Gabriela Olivella es directora de Niñez y Adolescencia, perteneciente a la Secretaría de Desarrollo Social, y es una de las impulsoras de este proyecto.

–Surgió porque Juani nos había pedido que empecemos a trabajar con las nuevas tecnologías. Se empezó a ver el tema del Grooming para las adolescentes, las consecuencias del uso excesivo del celular y otras temáticas, pero eso era una parte. La otra parte era que creíamos importante ofrecer alternativas a ese grupo de temas, no criminalizarlas, sino ofrecer un espacio distinto que proponga juegos para los más chicos.

Así nace Estación Juego. Un proyecto que también incluye al área de cultura.

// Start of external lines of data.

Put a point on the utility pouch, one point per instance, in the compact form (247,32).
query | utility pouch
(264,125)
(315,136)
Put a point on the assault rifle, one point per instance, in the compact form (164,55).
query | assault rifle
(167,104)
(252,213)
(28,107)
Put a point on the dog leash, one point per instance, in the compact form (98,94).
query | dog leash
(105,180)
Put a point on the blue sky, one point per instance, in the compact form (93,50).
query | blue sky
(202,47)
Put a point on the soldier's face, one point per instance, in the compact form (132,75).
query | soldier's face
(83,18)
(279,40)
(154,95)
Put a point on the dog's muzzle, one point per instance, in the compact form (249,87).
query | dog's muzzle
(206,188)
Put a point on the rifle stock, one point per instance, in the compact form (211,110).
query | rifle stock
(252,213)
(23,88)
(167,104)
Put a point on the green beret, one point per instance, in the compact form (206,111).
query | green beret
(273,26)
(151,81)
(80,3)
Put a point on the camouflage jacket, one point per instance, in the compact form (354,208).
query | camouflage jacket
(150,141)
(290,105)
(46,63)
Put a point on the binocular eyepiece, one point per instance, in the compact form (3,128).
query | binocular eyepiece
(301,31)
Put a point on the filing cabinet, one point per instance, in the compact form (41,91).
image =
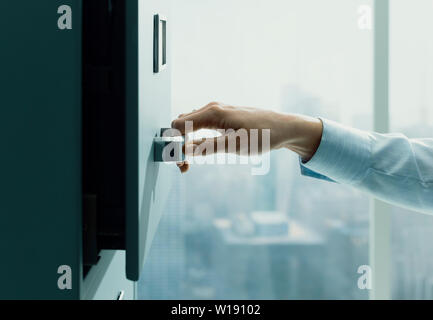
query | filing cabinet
(85,91)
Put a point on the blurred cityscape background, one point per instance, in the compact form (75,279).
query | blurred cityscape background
(227,234)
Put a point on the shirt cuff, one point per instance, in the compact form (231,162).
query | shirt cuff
(343,155)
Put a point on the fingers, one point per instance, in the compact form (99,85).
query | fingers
(209,117)
(229,143)
(183,166)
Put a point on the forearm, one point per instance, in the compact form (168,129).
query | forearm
(390,167)
(303,135)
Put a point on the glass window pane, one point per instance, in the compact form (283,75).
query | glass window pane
(411,98)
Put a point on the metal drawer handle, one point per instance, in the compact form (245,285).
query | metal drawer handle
(168,148)
(121,295)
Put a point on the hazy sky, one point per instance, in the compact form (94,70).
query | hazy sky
(244,52)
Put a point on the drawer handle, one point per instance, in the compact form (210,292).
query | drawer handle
(121,295)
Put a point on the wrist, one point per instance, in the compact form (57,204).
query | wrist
(304,135)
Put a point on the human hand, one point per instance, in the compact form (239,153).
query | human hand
(295,132)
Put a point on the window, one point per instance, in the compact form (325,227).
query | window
(411,79)
(227,234)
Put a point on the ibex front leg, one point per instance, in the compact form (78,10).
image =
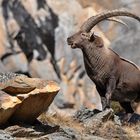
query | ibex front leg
(110,88)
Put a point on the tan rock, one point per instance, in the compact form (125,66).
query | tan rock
(35,102)
(32,96)
(8,105)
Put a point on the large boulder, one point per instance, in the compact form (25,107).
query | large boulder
(24,99)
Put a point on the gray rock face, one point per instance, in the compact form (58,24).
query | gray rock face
(5,136)
(127,44)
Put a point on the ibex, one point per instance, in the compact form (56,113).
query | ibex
(115,78)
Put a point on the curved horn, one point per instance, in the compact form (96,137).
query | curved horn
(91,22)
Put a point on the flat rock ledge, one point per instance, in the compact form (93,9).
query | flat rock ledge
(23,99)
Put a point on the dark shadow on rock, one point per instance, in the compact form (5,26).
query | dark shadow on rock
(31,35)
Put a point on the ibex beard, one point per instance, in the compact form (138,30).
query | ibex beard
(115,78)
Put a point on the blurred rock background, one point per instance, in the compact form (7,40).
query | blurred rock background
(33,37)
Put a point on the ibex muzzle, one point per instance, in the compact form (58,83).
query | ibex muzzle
(111,74)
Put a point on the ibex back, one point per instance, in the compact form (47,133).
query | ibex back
(115,78)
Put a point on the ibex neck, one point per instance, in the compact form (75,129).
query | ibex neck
(94,61)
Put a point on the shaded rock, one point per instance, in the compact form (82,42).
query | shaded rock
(35,102)
(15,62)
(42,69)
(84,115)
(31,131)
(5,136)
(13,83)
(8,105)
(29,97)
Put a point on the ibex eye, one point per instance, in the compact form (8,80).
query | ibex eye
(83,34)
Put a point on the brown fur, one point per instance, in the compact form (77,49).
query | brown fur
(115,78)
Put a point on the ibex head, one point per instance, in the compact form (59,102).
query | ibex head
(84,37)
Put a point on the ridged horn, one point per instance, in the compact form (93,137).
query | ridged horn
(92,21)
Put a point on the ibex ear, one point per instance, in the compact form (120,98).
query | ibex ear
(85,35)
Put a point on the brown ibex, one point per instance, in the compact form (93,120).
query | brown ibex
(115,78)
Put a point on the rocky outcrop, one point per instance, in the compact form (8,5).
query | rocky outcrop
(23,99)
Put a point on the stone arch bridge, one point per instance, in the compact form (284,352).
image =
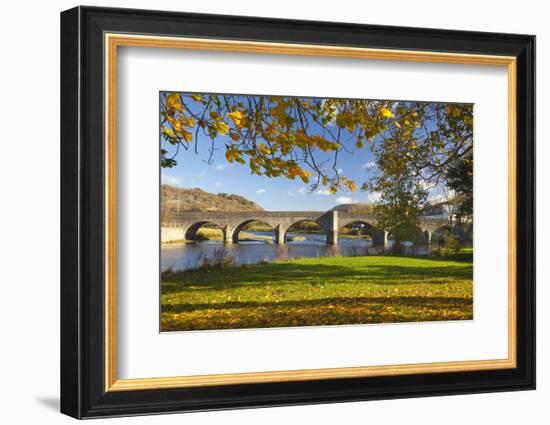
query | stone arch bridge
(184,225)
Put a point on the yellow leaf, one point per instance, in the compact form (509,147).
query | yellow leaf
(386,112)
(168,132)
(221,126)
(237,117)
(173,102)
(187,136)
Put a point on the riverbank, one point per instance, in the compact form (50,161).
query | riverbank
(319,291)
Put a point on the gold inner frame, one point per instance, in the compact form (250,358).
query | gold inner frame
(113,41)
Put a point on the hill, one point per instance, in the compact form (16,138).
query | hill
(175,198)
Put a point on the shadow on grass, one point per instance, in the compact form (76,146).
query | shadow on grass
(431,303)
(288,273)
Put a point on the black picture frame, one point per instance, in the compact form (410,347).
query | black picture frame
(83,392)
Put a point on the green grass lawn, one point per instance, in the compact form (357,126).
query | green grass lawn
(319,291)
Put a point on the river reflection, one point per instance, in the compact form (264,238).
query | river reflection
(187,256)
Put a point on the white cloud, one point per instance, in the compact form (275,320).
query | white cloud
(346,200)
(168,179)
(367,165)
(374,197)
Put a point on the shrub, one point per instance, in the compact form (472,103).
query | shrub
(219,258)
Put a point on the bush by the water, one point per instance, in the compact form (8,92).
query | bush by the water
(219,258)
(451,245)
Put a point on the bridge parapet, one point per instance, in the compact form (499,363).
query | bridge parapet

–Este es el sector de ciencia y arte. En el galpón del medio está la parte escénica, un sector llamado “comedia del arte” donde los chicos pueden vestir muñecos de madera que son figuras del teatro. Hay otro sector donde pueden generar sus propios protagonistas y armar una obra del teatro de sombras. Y en la entrada está la plaza de los mangrullos, el museo del tren y la oficina de tramitar los miedos. Y afuera están los juegos. Son juegos que no suelen verse en las plazas y es la parte del desarrollo motor, digamos.

–¿Quién diseñó los juegos?

–Andrea Moleres. Ella es especialista en juegos y ya venía trabajando con nosotros en los jardines de primera infancia. Pablo Blasberg se encargó de la gráfica.

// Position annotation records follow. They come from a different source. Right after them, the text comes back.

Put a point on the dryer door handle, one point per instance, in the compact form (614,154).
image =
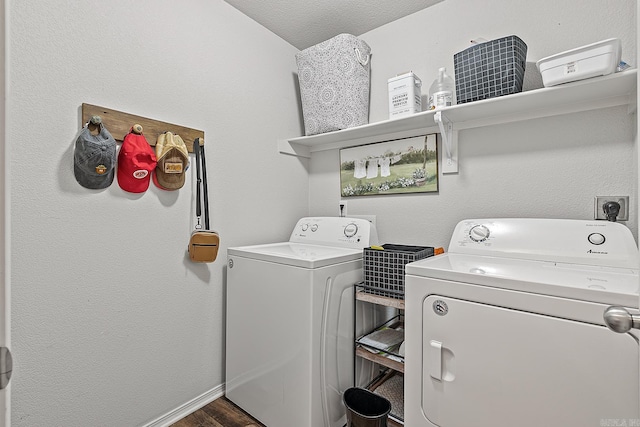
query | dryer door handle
(618,319)
(435,356)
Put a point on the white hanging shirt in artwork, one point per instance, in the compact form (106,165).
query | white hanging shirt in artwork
(360,168)
(372,168)
(385,169)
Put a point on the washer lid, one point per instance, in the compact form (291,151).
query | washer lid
(608,285)
(297,254)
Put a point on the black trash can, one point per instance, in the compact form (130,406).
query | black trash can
(365,409)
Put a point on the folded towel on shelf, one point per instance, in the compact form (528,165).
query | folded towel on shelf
(386,339)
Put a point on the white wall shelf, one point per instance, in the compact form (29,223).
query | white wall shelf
(591,94)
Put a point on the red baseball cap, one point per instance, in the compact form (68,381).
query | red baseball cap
(136,161)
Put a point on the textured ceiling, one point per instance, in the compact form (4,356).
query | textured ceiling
(304,23)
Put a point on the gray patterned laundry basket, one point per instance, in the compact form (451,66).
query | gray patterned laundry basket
(334,84)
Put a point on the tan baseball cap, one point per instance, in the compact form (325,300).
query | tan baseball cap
(173,160)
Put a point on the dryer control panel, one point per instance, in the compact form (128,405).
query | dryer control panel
(335,231)
(600,243)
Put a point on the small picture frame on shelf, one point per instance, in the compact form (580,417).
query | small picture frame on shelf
(401,166)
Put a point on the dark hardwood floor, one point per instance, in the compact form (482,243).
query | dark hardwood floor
(219,413)
(223,413)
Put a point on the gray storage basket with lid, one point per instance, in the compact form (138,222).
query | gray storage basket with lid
(334,84)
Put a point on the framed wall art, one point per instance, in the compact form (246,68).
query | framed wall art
(401,166)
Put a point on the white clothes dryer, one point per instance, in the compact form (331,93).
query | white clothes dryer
(506,328)
(290,322)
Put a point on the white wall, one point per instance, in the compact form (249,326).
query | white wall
(549,167)
(111,324)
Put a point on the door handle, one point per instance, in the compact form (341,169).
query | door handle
(618,319)
(435,364)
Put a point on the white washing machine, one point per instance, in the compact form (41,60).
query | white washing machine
(290,314)
(506,328)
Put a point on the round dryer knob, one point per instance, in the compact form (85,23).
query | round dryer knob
(479,233)
(350,230)
(596,238)
(618,319)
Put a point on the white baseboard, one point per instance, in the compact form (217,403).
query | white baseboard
(189,407)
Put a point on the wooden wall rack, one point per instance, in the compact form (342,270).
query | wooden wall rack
(119,123)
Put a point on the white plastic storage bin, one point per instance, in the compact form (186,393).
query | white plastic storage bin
(405,95)
(596,59)
(334,84)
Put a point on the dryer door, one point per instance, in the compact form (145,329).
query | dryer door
(490,366)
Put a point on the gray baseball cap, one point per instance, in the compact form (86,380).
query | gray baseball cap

Son casi las cinco. La estación de juegos está por cerrar, pero Gabriela describe, sin apuro, cada sector, cada juego.

–La idea es que tenga una coherencia, por ejemplo la historia de la escritura: la cueva de las manos, los jeroglíficos, la creación del papel y el grabado –dice señalando cada juego con la mirada– Que tenga una continuidad lógica. Después viene la parte del cine y el movimiento, y por allá –al fondo– la réplica de los cuadros de tres autores mercedinos de una forma distinta.

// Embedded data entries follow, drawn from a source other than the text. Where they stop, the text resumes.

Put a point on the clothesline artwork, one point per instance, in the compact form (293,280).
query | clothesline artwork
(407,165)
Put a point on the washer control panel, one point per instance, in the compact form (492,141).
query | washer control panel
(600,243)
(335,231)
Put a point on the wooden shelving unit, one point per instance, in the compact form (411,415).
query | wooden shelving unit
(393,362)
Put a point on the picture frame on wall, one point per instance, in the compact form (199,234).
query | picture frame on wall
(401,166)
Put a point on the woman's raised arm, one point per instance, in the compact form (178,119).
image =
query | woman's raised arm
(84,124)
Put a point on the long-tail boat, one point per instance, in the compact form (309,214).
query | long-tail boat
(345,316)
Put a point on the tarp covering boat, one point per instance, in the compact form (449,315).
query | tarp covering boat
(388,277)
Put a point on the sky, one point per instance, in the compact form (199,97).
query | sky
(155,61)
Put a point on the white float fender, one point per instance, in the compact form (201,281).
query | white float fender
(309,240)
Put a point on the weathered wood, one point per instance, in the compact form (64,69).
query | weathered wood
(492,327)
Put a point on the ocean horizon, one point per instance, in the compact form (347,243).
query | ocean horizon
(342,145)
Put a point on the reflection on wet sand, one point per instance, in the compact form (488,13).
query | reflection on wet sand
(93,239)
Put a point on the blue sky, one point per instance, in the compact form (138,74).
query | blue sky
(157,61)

La Estación Juego abrirá cada quince días, los sábados del mes en los que no está el mercado sustentable.

–La particularidad que tenemos acá es que todo esto hay que desmontarlo y guardarlo. Todos estos juegos hay que plegarlas para que quede lo más compacto posible. Para eso se contrató a Julieta Pietrzykowski que es diseñadora industrial y hubo que buscar mucho material.

Un reloj sin agujas cuelga en el centro del galpón. Es el emblema de la propuesta que alude a la letra de “La marcha de Osías” –conocida canción de María Elena Walsh– “…Quiero tiempo, pero tiempo no apurado, tiempo de jugar que es el mejor…”

Frase que queda levitando en el aire caliente de esta tarde de sábado. La Estación Juego se va cerrando, quizás los chicos no lo sepan, pero ya son las cinco. Para ellos el reloj no tiene agujas. Ahora, la puerta que cierra el galpón, se ha transformado en un arco de fútbol. Cuatro chicos entre ocho y doce años patean una pelota. Uno propone jugar un partido. Otro, el que lleva unos botines fluorescentes, quiere atajar y supone que el resto también. Dirige, entonces, un «tatetí, suerte para mí» con suficiente astucia y rapidez para salir elegido arquero. Los otros, más chiquitos, no perciben la trampa.

De la oficina de tramitar miedos sale Juliana, mucho más liviana, con un certificado que sostiene con ambas manos. Es la última nena en hacer el trámite. El hombre de saco y corbata encargado de la gestión cierra con llave la oficina para que ningún miedo infantil se escape.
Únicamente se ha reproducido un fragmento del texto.